Sense and Sensibility, Jane Austen
This is the Austen to start with, as only a teenager can empathise with Marianne and Elinor simultaneously, or see the appeal of Willoughby for that matter.
Jane Eyre, Charlotte Bronte
Again, I think this should be the entry-level Bronte, as the heroine is far easier to empathise with than the appalling Cathy. But maybe that's just me.
The Book Thief, Marcus Zusak
Flawed but fascinating tragedy set in WWII Germany, it follows the fortunes of Leisel through the horrors of the war. The main character in the book, however, is arguably the narrator – Death. Not suitable for KS3, but a challenging read for a bright KS4 pupil.
The Outsiders, S E Hinton
Hinton was only 16 years old when she wrote this Sixties classic about teenage gang warfare. More than 40 years on it is still deservedly popular among teens.
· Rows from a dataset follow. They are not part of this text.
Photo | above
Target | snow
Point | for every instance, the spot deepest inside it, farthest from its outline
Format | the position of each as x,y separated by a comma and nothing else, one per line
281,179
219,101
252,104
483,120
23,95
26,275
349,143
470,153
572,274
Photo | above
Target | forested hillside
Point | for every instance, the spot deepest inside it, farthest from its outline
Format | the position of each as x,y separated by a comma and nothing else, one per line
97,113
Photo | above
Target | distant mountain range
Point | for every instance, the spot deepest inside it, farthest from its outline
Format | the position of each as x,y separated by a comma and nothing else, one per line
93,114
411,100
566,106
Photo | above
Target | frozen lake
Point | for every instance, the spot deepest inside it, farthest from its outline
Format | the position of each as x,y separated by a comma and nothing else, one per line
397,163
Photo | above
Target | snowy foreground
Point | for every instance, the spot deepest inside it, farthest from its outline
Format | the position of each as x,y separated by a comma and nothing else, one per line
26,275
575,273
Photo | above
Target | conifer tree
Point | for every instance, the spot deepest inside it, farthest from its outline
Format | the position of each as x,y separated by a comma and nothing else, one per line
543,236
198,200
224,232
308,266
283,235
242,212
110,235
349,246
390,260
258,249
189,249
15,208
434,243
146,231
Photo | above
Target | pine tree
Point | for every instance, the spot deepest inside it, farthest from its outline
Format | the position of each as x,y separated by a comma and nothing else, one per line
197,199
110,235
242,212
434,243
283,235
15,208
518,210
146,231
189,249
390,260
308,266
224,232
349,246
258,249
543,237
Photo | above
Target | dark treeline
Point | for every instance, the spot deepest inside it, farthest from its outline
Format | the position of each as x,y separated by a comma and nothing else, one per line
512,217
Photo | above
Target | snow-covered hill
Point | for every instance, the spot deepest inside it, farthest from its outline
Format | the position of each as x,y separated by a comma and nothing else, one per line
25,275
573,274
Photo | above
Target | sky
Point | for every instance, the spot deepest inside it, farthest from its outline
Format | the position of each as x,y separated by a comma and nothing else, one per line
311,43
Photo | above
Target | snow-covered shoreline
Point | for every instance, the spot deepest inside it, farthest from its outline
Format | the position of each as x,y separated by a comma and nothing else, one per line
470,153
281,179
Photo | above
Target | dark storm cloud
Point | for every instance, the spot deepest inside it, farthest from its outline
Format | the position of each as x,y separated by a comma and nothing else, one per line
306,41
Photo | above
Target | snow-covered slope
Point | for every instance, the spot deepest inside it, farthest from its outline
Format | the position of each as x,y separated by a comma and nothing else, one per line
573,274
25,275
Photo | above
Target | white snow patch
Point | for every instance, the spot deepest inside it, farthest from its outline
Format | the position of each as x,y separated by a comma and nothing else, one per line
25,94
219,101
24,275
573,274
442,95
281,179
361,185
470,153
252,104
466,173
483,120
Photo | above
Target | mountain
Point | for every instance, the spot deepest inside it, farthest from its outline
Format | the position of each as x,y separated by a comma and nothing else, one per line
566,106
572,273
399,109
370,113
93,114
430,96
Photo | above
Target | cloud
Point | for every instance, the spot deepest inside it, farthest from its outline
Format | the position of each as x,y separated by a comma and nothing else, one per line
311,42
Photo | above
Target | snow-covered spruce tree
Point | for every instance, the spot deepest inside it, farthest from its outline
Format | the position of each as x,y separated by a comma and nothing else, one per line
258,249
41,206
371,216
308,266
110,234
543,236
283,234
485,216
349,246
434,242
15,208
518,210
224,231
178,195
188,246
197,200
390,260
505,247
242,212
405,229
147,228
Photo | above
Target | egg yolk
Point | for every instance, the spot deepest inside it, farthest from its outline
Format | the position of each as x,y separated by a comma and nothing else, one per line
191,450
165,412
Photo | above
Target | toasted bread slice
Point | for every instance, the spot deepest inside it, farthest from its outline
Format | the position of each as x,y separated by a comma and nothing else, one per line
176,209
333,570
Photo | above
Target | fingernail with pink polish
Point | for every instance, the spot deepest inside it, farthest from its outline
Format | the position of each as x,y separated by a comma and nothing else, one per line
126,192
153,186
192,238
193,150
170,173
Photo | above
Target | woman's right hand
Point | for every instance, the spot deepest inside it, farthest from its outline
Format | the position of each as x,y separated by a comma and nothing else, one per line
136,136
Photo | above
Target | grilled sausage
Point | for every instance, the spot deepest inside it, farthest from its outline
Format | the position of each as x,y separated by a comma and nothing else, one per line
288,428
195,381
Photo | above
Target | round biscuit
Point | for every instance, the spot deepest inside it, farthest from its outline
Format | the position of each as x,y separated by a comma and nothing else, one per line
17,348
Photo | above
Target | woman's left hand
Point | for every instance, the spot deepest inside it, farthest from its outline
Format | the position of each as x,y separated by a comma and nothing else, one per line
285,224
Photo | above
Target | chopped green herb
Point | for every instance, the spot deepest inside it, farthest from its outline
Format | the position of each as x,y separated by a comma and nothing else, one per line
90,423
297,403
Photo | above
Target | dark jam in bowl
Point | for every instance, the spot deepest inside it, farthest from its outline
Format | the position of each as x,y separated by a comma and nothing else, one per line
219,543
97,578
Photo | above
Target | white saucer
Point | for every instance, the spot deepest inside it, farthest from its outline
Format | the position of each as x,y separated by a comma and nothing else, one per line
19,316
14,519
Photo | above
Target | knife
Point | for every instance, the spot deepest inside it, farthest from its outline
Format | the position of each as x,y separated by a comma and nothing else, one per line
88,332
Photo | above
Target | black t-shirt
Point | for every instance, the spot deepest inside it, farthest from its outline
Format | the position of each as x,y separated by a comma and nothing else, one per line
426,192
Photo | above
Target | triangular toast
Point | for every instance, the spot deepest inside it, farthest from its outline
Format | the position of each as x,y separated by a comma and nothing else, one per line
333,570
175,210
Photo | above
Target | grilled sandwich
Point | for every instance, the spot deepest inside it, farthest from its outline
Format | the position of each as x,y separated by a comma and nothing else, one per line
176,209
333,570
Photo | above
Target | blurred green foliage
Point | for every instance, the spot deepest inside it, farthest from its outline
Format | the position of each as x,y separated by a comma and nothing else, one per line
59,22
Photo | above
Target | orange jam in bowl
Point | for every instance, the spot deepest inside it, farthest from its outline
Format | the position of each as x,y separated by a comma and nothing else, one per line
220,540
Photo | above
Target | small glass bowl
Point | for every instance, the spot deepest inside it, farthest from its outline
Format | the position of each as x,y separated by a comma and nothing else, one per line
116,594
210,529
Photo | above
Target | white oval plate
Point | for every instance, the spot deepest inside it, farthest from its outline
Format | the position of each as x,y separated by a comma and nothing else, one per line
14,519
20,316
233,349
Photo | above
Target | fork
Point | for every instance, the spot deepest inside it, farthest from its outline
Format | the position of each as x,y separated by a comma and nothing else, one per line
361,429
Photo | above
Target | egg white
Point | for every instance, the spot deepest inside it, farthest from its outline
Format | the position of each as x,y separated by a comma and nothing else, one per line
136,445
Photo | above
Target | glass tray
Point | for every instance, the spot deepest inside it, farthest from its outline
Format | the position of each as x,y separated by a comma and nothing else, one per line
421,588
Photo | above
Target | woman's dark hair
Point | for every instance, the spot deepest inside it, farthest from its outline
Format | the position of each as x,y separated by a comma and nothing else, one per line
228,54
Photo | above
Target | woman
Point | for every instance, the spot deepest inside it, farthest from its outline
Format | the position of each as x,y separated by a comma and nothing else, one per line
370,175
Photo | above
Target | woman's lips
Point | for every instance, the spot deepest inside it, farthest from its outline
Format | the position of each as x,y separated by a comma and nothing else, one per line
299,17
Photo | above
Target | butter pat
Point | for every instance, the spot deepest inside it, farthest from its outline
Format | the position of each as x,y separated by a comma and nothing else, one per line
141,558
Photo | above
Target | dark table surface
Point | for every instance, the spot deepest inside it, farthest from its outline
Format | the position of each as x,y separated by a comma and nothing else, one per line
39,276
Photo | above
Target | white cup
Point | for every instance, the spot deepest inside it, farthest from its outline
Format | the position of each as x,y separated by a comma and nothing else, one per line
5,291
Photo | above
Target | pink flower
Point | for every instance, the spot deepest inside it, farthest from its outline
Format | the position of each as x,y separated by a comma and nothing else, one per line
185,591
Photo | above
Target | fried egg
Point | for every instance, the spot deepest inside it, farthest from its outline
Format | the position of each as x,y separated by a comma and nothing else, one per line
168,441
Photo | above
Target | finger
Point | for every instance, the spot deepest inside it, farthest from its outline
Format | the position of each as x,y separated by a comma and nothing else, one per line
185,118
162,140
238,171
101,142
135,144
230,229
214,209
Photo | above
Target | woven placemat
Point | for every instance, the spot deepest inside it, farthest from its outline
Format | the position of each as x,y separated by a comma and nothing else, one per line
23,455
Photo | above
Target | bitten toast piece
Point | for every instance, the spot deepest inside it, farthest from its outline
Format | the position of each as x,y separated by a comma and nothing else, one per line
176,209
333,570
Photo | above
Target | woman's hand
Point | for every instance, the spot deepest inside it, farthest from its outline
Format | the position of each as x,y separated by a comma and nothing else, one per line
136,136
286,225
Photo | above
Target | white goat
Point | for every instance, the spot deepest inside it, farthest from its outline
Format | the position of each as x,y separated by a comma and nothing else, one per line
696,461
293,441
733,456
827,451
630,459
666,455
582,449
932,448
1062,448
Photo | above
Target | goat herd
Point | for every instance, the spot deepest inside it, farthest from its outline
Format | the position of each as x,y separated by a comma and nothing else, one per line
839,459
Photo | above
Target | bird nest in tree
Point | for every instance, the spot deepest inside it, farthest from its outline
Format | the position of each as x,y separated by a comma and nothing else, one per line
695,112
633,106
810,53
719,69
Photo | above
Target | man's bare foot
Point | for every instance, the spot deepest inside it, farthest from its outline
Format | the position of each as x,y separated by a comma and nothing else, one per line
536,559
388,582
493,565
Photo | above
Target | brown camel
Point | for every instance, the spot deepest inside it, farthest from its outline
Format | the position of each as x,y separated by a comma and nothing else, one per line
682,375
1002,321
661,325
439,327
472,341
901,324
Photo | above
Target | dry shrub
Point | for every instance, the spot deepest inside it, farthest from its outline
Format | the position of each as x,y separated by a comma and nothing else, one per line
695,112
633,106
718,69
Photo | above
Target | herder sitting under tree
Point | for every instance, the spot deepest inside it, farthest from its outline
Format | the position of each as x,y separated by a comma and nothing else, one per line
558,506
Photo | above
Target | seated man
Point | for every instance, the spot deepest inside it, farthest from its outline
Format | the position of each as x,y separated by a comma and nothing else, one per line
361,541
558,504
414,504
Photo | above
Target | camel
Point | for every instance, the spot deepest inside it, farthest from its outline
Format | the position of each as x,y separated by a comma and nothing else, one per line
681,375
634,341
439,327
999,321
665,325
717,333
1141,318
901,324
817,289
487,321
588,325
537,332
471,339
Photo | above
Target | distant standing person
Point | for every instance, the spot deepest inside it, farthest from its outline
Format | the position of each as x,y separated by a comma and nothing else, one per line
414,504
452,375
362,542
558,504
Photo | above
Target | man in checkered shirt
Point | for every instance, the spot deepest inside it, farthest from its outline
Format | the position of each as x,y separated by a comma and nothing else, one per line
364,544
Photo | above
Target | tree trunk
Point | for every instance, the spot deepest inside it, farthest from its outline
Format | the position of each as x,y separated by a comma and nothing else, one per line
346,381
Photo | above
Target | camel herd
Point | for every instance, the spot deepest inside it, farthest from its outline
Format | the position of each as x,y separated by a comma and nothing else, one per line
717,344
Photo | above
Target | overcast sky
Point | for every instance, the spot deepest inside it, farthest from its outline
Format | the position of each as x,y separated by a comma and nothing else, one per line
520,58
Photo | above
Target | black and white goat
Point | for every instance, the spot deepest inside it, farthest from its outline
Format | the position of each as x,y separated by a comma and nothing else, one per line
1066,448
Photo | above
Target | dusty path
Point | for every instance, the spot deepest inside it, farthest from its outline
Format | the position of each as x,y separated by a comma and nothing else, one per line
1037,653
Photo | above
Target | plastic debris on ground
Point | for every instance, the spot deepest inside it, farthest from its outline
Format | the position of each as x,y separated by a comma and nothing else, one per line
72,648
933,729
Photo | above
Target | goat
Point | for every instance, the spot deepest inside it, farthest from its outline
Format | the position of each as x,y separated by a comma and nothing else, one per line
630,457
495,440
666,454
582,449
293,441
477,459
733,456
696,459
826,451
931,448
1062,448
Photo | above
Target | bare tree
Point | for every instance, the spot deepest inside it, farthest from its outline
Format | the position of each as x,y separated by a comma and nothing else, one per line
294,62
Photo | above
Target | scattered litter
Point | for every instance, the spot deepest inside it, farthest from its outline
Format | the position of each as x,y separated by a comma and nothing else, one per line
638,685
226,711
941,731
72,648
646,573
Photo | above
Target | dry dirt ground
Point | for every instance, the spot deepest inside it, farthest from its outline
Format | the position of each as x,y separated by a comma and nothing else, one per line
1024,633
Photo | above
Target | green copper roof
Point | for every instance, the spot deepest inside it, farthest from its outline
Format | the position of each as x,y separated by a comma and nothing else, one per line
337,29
A good recommendation as a preparation to studying Romeo and Juliet.
Lord of the Flies, William Golding
Obviously this is still on many exam board syllabi, but if it isn't on yours then press it on your Y10s so they can see just what could happen when a free period gets out of control.
The Reader, Bernhard Schlink
Too much sex in it to be suitable for KS3, but for KS4 independent reading this German novel about a boy’s relationship with a former concentration camp guard is by far the best take on the issue of guilt and responsibility I have read.